AI enables proactive risk management, real-time monitoring, and accident prevention. Safesite, for example, utilizes AI algorithms to analyze data from various sources, including sensors, wearables, and CCTV cameras, to detect and predict potential safety hazards.
By monitoring factors such as worker behavior, equipment usage, and environmental conditions, AI algorithms can identify unsafe practices or conditions and provide real-time alerts to supervisors and workers.
Additionally, AI-powered computer vision systems can detect safety violations, such as workers not wearing appropriate personal protective equipment (PPE) or improper equipment usage.

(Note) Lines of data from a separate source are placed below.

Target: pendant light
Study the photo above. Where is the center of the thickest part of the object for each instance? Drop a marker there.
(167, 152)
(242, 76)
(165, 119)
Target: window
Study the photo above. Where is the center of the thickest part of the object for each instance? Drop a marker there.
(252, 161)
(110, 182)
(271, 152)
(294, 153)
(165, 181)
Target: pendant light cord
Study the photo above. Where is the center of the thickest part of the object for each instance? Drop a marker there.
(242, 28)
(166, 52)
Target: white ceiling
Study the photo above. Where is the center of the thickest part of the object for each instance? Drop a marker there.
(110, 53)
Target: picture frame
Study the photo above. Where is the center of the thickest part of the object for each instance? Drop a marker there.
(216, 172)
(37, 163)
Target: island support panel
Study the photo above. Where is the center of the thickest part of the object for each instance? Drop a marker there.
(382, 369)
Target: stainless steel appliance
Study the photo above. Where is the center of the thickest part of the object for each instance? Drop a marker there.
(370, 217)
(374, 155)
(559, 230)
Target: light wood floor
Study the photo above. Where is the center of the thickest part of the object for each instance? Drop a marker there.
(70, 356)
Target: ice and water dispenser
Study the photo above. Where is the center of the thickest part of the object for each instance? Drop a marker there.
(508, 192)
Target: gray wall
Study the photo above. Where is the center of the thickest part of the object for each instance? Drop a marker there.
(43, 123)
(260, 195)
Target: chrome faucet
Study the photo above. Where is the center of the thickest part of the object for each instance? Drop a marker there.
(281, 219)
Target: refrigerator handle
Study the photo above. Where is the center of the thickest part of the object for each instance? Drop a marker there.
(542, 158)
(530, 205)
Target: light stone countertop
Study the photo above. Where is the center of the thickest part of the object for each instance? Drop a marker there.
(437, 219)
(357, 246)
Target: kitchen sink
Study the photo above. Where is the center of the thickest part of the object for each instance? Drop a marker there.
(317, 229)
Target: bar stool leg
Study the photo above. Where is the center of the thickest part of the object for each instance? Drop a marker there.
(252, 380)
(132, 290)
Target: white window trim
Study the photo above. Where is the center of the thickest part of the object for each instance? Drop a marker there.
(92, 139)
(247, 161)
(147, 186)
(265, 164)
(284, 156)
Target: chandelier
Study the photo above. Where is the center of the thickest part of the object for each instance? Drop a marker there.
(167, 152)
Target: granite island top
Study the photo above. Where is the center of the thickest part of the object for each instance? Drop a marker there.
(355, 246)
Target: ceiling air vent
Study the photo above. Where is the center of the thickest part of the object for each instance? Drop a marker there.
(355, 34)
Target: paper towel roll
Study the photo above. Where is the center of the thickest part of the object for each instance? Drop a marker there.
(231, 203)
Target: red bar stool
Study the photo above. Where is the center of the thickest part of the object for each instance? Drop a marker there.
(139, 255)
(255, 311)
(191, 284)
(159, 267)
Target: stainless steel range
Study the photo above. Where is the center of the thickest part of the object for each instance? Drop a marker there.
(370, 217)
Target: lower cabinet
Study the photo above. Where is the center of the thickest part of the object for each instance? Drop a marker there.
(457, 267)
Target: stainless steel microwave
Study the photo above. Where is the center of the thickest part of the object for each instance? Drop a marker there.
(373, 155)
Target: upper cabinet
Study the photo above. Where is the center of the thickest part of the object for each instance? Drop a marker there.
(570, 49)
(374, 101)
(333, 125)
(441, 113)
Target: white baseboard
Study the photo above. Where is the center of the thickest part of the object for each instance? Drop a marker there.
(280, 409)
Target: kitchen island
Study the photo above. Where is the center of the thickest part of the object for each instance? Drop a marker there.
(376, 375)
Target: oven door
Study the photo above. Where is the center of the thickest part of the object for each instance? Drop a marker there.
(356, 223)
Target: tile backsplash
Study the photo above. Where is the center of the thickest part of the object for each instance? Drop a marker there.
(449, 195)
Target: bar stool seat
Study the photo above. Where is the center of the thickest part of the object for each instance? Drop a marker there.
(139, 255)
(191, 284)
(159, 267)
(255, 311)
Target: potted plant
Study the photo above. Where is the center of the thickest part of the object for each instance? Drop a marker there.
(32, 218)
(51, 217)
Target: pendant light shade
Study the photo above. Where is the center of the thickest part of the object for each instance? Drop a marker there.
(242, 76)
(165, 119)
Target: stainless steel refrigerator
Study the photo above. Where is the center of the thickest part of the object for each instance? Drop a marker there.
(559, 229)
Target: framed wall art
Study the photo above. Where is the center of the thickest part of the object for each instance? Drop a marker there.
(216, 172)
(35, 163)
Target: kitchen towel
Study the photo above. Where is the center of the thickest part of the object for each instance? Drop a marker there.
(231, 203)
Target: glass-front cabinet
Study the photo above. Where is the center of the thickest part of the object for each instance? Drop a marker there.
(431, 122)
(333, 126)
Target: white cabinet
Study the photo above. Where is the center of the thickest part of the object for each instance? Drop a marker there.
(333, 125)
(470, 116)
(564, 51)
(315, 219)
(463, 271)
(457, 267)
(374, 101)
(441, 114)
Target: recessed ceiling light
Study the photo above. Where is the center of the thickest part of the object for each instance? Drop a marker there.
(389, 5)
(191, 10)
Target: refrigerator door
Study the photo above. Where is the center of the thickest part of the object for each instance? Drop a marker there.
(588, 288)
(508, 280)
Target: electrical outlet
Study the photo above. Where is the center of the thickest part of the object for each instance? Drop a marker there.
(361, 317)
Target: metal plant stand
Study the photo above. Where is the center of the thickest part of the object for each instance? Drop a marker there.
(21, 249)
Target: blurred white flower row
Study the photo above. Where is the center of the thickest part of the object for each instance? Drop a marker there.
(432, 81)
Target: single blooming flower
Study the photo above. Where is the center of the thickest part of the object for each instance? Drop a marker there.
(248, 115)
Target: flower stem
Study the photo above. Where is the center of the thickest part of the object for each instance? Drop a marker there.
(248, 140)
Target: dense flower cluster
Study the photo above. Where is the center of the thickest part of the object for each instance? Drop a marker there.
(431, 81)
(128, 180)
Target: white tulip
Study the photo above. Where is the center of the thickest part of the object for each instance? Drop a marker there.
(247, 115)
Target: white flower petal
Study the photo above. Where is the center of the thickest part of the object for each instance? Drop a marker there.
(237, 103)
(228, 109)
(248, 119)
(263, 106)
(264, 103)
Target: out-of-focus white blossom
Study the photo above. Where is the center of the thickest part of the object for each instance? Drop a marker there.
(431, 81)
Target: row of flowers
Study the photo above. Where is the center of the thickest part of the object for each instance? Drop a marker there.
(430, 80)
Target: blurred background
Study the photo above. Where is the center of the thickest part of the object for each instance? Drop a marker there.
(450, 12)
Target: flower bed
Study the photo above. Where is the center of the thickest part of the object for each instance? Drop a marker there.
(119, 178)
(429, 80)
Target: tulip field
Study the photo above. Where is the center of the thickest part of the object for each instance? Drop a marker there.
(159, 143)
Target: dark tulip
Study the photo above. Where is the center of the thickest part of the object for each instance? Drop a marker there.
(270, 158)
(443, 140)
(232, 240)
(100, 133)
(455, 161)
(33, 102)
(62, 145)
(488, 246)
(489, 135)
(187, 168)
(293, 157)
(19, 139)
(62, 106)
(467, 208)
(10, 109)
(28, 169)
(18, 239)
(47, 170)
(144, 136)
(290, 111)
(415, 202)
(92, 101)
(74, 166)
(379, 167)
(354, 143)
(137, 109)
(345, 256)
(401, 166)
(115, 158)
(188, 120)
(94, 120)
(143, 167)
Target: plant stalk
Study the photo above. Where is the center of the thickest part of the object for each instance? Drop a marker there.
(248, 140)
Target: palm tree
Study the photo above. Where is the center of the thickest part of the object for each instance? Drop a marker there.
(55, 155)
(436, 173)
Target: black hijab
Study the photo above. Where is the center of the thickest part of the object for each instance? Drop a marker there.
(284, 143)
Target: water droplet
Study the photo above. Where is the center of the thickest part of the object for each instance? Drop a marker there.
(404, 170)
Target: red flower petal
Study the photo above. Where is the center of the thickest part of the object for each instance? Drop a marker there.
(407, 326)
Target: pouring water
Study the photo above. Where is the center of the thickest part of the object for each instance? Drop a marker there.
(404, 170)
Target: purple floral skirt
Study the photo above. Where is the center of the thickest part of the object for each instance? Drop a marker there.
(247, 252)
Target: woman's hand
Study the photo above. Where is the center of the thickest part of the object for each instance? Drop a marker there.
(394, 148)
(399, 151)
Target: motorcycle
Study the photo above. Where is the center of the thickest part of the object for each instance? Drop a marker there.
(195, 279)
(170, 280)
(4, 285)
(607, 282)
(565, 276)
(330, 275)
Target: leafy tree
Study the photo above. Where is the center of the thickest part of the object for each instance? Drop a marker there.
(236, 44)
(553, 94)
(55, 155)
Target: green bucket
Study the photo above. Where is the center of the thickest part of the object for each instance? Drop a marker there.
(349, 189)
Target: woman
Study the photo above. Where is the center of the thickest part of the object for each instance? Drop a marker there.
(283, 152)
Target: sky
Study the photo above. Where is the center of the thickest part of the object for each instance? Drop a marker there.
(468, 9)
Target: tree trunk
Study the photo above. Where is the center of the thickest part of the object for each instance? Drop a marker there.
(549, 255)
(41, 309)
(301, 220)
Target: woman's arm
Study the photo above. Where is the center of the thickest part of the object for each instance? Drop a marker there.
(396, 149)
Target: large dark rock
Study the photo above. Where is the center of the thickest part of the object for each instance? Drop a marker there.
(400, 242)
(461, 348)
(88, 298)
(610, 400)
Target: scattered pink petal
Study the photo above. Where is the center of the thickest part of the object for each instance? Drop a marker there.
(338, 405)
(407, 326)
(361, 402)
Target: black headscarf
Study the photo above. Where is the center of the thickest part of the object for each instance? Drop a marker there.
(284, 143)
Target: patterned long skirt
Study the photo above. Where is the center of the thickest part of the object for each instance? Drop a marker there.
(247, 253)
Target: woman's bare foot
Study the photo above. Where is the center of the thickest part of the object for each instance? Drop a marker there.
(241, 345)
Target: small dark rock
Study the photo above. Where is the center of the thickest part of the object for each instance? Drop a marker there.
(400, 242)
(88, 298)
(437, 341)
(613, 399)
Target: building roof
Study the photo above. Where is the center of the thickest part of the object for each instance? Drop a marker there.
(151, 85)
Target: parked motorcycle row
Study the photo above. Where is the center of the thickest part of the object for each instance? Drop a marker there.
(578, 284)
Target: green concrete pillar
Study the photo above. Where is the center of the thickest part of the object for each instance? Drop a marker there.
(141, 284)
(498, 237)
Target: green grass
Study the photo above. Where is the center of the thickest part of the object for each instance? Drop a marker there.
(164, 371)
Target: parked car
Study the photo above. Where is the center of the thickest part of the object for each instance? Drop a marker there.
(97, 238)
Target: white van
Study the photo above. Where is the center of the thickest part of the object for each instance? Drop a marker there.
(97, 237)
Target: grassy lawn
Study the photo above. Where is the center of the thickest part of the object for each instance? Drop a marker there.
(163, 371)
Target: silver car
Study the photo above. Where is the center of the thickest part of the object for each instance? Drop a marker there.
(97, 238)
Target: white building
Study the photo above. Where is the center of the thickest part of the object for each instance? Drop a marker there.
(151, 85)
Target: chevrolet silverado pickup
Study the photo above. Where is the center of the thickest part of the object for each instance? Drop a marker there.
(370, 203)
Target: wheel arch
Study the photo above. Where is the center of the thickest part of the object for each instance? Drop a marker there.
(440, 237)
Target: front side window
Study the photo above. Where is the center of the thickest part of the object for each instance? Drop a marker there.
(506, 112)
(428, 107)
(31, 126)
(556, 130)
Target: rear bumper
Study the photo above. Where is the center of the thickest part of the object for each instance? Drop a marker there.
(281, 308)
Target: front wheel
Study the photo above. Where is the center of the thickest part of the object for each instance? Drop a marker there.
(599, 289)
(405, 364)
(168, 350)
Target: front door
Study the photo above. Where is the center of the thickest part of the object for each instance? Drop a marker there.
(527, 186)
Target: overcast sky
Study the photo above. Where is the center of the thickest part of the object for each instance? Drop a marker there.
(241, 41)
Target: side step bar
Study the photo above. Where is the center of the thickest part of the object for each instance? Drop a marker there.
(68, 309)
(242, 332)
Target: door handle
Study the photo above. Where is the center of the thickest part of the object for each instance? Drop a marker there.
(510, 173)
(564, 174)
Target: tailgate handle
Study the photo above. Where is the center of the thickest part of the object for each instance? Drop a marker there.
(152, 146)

AI applications in construction site safety offer data analytics and reporting functionalities, allowing companies to identify trends, assess safety performance, and implement targeted safety improvement measures.
Source: Key Labs
Maintaining quality control in the construction industry is essential but challenging due to the difficulty of detecting structural defects or deviations from plans, which can impact safety, timelines, and costs.
Traditional inspection methods are time-consuming and reliant on human expertise, which can be prone to oversights, especially in complex projects.
AI offers solutions through image recognition technologies, automating quality control by analyzing real-time site images. Trained on large datasets, these AI systems improve in accuracy over time, ensuring higher quality standards with enhanced efficiency. For example, Skanska, an international construction company, uses an AI system to identify quality issues, from incorrect installations to safety hazards, improving inspection accuracy and speed.
The unexpected failures of machinery breakdowns lead to delays in project schedules, often resulting in increased costs and inefficient resource allocation. The unpredictability of such failures complicates project management, making it challenging to plan activities and allocate resources.
Caterpillar Inc., the world's leading manufacturer of construction, reduced downtime caused by equipment failures and improved operational efficiency by applying AI-driven predictive maintenance technology.
AI algorithms analyze data from sensors installed on machinery to predict when equipment might fail or require maintenance. These sensors continuously gather data on parameters such as temperature, vibration, and sound, providing a comprehensive status of the machinery's health.
AI could be used to analyze data from building systems to optimize energy efficiency, indoor air quality, and other performance metrics.
Ctrack, for example, utilizes AI algorithms to collect and analyze data from vehicle telematics systems, including GPS tracking, engine diagnostics, and driver behavior. This allows fleet managers to monitor real-time vehicle locations, track fuel consumption, assess driver performance, and identify maintenance needs.
AI has shown significant potential in addressing inventory management and material tracking challenges on large construction sites. Traditional methods struggle with tracking the vast array equipment, often leading to delays and increased costs.
AI tools such as computer vision and machine learning offer innovative approaches to these problems. For example, Pix4D uses AI to create 3D models from imagery captured by drones, enhancing site monitoring and inventory management by identifying materials and equipment, assessing their condition, and tracking their location.
Similarly, Volvo Construction Equipment's Compact Assist tool uses AI algorithms to map compactor passes and record temperature maps for asphalt compactors, optimizing equipment usage and maintenance schedules.
The present and future of AI in the construction industry are promising as more AI-based tools and techniques become integrated into workflows. As technology continues to advance, AI is set to become an even more essential part of the construction process. It will help improve efficiency, reduce costs, and enhance overall construction performance.